Among much else, Trinidadians and Tobagonians of African heritage should today stand proud of having come through that century and three-quarter passage free of the physical shackles of slavery and playing a significant role in shaping a society in which such degrading and humiliating subjugation can no longer be contemplated.
More than that, people of African ancestry can claim to have largely restarted the process of developing a civilisation in the New World under different conditions—conditions which recognise them and all others as fully human and therefore entitled to respect and self-respect, whatever their ethnic and cultural origins.
In that context therefore, while the Emancipation Proclamation, which was remembered this morning, freed the African from being hogtied to compulsory and unrewarded labour on the plantation, it also had lessons for the French-Creole planter-class, for the British administrators and the coloureds who were left to exist one notch above the slaves.
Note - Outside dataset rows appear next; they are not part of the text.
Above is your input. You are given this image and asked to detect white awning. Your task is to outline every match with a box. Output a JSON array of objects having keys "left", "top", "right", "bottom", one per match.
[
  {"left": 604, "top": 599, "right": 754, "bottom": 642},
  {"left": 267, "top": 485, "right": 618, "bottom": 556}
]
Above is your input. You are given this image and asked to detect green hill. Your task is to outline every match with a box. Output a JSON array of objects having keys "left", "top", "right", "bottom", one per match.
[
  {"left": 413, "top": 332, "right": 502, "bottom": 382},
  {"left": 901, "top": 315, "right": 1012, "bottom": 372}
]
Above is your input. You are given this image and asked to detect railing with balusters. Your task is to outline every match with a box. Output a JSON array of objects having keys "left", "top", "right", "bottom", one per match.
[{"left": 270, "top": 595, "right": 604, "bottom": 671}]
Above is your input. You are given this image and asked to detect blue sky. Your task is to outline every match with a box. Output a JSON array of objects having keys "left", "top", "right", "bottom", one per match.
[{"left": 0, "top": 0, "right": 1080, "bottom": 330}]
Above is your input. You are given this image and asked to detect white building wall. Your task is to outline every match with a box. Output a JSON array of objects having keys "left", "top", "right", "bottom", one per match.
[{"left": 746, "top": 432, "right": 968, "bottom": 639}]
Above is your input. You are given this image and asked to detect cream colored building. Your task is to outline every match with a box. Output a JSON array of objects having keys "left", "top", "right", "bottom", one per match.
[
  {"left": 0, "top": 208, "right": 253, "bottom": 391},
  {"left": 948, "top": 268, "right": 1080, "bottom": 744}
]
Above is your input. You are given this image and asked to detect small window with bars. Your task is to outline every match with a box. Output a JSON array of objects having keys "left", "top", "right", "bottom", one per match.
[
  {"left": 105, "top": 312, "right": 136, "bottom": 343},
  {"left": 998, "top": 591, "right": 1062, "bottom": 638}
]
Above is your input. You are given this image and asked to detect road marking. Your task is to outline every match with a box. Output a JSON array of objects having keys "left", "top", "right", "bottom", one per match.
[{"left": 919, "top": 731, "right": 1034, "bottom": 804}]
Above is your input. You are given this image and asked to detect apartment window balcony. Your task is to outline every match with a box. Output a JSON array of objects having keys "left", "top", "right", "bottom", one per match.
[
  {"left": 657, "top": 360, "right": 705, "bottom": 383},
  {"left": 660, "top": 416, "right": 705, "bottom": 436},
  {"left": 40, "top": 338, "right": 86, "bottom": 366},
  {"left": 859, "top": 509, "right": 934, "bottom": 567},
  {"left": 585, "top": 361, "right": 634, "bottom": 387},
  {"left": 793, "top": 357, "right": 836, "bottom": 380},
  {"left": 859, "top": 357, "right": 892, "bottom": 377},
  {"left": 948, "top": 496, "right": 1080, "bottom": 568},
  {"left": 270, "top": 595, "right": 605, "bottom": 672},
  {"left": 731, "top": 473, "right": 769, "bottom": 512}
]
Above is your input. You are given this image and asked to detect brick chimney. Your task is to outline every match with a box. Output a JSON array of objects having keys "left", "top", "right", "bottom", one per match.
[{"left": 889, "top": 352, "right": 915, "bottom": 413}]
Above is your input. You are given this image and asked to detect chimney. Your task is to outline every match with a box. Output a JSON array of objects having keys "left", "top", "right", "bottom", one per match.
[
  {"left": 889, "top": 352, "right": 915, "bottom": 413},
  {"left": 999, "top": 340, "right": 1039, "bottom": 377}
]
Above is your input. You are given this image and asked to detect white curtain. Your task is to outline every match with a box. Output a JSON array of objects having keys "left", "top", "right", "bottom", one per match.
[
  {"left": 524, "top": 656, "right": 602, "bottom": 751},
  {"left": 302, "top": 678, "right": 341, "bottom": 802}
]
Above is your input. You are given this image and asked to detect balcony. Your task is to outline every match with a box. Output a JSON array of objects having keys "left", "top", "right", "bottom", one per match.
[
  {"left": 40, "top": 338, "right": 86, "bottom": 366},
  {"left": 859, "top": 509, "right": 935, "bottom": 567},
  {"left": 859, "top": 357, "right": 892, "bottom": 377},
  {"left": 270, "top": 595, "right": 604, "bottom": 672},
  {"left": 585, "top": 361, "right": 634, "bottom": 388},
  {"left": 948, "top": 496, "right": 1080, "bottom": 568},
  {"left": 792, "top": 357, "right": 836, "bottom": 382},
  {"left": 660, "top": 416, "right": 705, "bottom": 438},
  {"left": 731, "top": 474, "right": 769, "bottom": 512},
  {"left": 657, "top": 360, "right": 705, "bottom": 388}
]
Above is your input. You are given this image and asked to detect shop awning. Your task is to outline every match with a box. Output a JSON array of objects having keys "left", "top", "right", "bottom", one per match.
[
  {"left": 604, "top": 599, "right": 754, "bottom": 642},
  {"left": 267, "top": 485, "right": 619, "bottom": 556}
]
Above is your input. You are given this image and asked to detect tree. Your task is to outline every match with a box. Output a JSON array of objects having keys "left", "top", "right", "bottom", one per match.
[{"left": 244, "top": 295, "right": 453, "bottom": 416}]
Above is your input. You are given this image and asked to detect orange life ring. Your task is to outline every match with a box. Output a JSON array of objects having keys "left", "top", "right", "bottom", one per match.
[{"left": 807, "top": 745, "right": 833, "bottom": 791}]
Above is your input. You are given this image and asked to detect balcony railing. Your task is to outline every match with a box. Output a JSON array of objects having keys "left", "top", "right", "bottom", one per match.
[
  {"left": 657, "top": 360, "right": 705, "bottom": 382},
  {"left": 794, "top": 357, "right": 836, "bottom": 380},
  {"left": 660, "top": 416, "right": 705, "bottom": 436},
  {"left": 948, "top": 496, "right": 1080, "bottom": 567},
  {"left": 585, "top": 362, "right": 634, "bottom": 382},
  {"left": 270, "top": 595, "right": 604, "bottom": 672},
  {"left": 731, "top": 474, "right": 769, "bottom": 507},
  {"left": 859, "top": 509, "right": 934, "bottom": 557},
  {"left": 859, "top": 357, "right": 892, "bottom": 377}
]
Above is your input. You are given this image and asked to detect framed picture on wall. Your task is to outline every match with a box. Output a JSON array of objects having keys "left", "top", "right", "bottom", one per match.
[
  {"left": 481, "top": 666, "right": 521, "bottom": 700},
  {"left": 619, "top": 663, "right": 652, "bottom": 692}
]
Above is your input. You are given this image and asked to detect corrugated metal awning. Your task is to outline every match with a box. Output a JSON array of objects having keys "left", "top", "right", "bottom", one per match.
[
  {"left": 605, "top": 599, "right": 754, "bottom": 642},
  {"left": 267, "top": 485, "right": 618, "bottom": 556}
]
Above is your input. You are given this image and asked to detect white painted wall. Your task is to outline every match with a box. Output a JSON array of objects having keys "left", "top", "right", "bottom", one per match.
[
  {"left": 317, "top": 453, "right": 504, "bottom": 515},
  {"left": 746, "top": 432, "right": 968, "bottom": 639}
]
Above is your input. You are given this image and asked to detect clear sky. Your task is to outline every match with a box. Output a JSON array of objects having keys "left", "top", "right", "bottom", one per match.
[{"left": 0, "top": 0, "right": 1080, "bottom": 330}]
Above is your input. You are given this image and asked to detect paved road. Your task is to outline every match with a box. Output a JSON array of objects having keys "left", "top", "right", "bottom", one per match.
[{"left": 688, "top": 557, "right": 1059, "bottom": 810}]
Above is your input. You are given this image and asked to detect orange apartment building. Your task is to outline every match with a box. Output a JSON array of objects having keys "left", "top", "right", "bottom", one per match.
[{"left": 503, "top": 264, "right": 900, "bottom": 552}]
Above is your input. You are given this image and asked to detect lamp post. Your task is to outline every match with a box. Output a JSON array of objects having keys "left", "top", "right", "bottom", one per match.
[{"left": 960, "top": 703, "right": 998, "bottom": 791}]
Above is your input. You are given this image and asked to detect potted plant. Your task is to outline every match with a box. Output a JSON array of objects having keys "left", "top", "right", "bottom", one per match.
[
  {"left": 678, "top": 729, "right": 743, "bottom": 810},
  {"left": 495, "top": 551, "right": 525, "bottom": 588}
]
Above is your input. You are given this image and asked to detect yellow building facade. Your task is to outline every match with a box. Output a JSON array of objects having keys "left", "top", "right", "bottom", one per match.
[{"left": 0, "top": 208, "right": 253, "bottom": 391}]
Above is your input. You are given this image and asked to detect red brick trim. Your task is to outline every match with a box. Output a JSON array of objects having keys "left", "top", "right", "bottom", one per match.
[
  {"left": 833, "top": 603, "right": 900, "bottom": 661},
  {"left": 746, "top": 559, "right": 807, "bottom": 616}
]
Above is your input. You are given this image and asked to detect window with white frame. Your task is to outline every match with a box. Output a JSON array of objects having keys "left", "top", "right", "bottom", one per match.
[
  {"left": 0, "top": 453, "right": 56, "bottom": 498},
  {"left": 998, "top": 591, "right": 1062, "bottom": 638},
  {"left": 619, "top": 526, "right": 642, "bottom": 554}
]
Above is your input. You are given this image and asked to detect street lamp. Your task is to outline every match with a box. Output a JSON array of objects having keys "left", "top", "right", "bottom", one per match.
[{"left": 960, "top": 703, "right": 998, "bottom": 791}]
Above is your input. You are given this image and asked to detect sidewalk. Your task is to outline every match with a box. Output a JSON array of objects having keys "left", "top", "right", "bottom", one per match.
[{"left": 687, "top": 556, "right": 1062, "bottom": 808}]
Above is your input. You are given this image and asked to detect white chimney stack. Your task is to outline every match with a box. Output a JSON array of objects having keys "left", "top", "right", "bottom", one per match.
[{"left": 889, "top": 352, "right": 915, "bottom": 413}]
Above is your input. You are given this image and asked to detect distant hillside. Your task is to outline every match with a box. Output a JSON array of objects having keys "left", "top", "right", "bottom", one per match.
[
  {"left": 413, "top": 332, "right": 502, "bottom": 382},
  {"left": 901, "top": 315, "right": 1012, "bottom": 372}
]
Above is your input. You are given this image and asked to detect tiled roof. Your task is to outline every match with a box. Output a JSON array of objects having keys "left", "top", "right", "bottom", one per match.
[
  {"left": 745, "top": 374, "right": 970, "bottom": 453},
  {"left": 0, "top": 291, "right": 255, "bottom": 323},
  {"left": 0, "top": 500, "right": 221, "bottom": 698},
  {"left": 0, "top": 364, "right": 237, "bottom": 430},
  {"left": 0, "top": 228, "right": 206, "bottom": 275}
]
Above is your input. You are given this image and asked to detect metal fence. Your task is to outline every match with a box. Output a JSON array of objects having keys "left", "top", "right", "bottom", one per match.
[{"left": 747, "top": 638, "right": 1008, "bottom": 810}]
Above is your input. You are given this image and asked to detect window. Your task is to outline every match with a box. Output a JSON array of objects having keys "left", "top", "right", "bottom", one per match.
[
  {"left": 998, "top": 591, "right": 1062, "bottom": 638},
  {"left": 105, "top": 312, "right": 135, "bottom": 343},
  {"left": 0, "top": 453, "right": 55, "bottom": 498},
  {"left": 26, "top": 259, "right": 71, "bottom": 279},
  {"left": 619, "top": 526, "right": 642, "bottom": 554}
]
While it undoubtedly took generations for the consciousness to become real to those who felt they had lost “property” through Emancipation, the message has certainly been brought home over the century and more that those who hold others in bondage can themselves never be free. For many it has been a hard lesson to learn to live without the advantage and deference which they once took as a god-given right; but they have come around to a new appreciation of humanity.
Today, though with many shortcomings, Trinidad and Tobago and the Caribbean have progressed as a civilisation in the formation only because Emancipation has meaning for everyone, regardless of their ethnicity and social-class status. For instance, not only is there an understanding of the essential humanity of all peoples, a humanity not open to compromise, but it is also recognised as a first principle of business, commerce and macro-economic development that competition for labour and the other factors of production is the only viable option in a free society.
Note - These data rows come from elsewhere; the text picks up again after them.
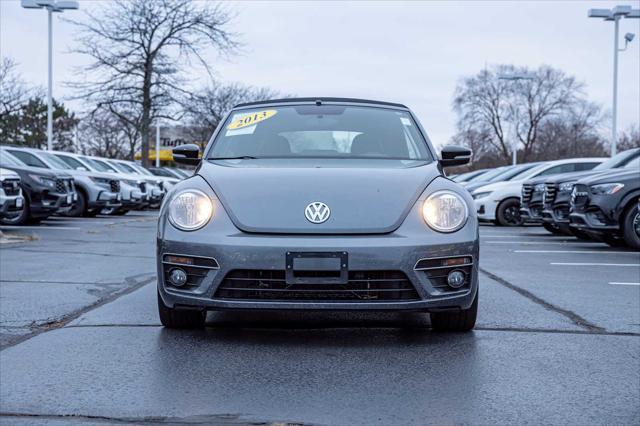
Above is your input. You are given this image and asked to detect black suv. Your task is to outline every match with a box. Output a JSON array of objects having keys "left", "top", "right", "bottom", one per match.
[
  {"left": 0, "top": 151, "right": 76, "bottom": 225},
  {"left": 542, "top": 148, "right": 640, "bottom": 238},
  {"left": 520, "top": 159, "right": 603, "bottom": 233},
  {"left": 569, "top": 169, "right": 640, "bottom": 249}
]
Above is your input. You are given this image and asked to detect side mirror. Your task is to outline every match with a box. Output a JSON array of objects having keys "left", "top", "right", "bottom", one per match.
[
  {"left": 440, "top": 145, "right": 471, "bottom": 167},
  {"left": 172, "top": 143, "right": 200, "bottom": 166}
]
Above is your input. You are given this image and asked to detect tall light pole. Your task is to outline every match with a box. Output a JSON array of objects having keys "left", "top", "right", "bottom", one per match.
[
  {"left": 589, "top": 6, "right": 640, "bottom": 157},
  {"left": 498, "top": 74, "right": 534, "bottom": 166},
  {"left": 21, "top": 0, "right": 80, "bottom": 151}
]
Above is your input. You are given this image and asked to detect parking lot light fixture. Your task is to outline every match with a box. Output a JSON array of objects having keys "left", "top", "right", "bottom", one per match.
[
  {"left": 21, "top": 0, "right": 80, "bottom": 151},
  {"left": 588, "top": 6, "right": 640, "bottom": 157}
]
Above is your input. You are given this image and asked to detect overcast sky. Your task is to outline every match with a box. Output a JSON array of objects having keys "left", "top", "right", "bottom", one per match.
[{"left": 0, "top": 0, "right": 640, "bottom": 145}]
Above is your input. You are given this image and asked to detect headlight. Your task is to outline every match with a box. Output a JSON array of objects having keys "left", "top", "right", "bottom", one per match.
[
  {"left": 89, "top": 176, "right": 111, "bottom": 186},
  {"left": 590, "top": 183, "right": 624, "bottom": 195},
  {"left": 471, "top": 191, "right": 491, "bottom": 200},
  {"left": 169, "top": 189, "right": 213, "bottom": 231},
  {"left": 29, "top": 175, "right": 56, "bottom": 189},
  {"left": 559, "top": 182, "right": 575, "bottom": 192},
  {"left": 422, "top": 191, "right": 469, "bottom": 232}
]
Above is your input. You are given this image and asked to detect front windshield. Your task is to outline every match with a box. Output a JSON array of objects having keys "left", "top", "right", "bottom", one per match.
[
  {"left": 109, "top": 161, "right": 140, "bottom": 175},
  {"left": 479, "top": 166, "right": 509, "bottom": 182},
  {"left": 501, "top": 164, "right": 536, "bottom": 182},
  {"left": 40, "top": 152, "right": 71, "bottom": 170},
  {"left": 622, "top": 155, "right": 640, "bottom": 169},
  {"left": 130, "top": 163, "right": 153, "bottom": 176},
  {"left": 208, "top": 105, "right": 432, "bottom": 161},
  {"left": 83, "top": 157, "right": 115, "bottom": 173},
  {"left": 0, "top": 150, "right": 26, "bottom": 167},
  {"left": 593, "top": 151, "right": 633, "bottom": 170}
]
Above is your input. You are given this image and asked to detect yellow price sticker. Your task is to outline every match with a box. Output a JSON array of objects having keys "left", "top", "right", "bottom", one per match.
[{"left": 227, "top": 109, "right": 278, "bottom": 130}]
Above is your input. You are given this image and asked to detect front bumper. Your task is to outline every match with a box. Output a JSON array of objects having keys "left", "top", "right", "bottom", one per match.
[
  {"left": 89, "top": 190, "right": 122, "bottom": 209},
  {"left": 157, "top": 231, "right": 478, "bottom": 311},
  {"left": 29, "top": 191, "right": 78, "bottom": 218},
  {"left": 520, "top": 204, "right": 544, "bottom": 223},
  {"left": 473, "top": 197, "right": 500, "bottom": 222},
  {"left": 0, "top": 196, "right": 24, "bottom": 217},
  {"left": 569, "top": 211, "right": 620, "bottom": 233}
]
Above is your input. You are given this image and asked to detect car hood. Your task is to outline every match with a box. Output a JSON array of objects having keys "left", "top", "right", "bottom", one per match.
[
  {"left": 198, "top": 159, "right": 440, "bottom": 234},
  {"left": 2, "top": 164, "right": 73, "bottom": 179},
  {"left": 0, "top": 167, "right": 20, "bottom": 179},
  {"left": 473, "top": 180, "right": 522, "bottom": 194}
]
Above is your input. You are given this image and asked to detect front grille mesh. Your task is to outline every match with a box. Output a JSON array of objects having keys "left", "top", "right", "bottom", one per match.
[
  {"left": 56, "top": 179, "right": 73, "bottom": 194},
  {"left": 214, "top": 269, "right": 420, "bottom": 302},
  {"left": 2, "top": 179, "right": 20, "bottom": 196},
  {"left": 544, "top": 183, "right": 558, "bottom": 206},
  {"left": 522, "top": 183, "right": 533, "bottom": 204}
]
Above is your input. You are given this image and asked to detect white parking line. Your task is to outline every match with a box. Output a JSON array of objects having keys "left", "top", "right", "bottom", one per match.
[
  {"left": 484, "top": 240, "right": 604, "bottom": 247},
  {"left": 512, "top": 250, "right": 640, "bottom": 256},
  {"left": 480, "top": 234, "right": 571, "bottom": 240},
  {"left": 549, "top": 262, "right": 640, "bottom": 268},
  {"left": 0, "top": 225, "right": 82, "bottom": 230}
]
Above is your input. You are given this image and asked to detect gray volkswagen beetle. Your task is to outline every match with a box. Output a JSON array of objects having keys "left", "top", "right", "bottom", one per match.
[{"left": 157, "top": 98, "right": 479, "bottom": 331}]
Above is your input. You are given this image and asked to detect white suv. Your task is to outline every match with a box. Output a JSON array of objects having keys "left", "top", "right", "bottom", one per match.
[
  {"left": 0, "top": 168, "right": 24, "bottom": 218},
  {"left": 471, "top": 158, "right": 606, "bottom": 226}
]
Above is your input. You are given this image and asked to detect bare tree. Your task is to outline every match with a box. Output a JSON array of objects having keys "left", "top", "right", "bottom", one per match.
[
  {"left": 454, "top": 65, "right": 582, "bottom": 161},
  {"left": 618, "top": 124, "right": 640, "bottom": 152},
  {"left": 0, "top": 58, "right": 30, "bottom": 119},
  {"left": 70, "top": 0, "right": 237, "bottom": 166},
  {"left": 184, "top": 83, "right": 282, "bottom": 141},
  {"left": 78, "top": 109, "right": 129, "bottom": 158}
]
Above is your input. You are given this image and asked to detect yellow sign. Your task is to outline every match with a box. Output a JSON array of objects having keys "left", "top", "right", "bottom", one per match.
[
  {"left": 227, "top": 109, "right": 278, "bottom": 130},
  {"left": 133, "top": 149, "right": 173, "bottom": 161}
]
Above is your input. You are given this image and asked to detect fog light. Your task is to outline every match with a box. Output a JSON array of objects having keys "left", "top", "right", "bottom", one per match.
[
  {"left": 447, "top": 269, "right": 466, "bottom": 288},
  {"left": 169, "top": 268, "right": 187, "bottom": 287}
]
People of African heritage, indubitably wronged by the savagery of the Middle Passage, the slave trade and the plantation experience, must emancipate themselves from the psychological chains that bind and demand their position in the society—second to none, and grudging of no one.
The period since 1834 and the present is but a day in the long span of history, but it is sufficient time for the African-descended population to be able to link with all others in the society to build a place in which all can be proud.
And indeed, the co-operation, the living together, the continuing development of respect one group for another and the harmonious working together for the benefit of all have been taking place for many generations. Unfortunately, however, politicians, anxious to mobilise an electoral base for their parties, prey on people’s natural human vulnerabilities and so disrupt a building harmony.
That harmony is no doubt far from being perfect, as there is acknowledged conflict along the lines of race, one group anxious not to be left behind while the other is seen to advance; but there have been no outbreaks of physical conflict, and there is an understanding that this society and all its peoples can only advance when there is an understanding and sharing in Emancipation.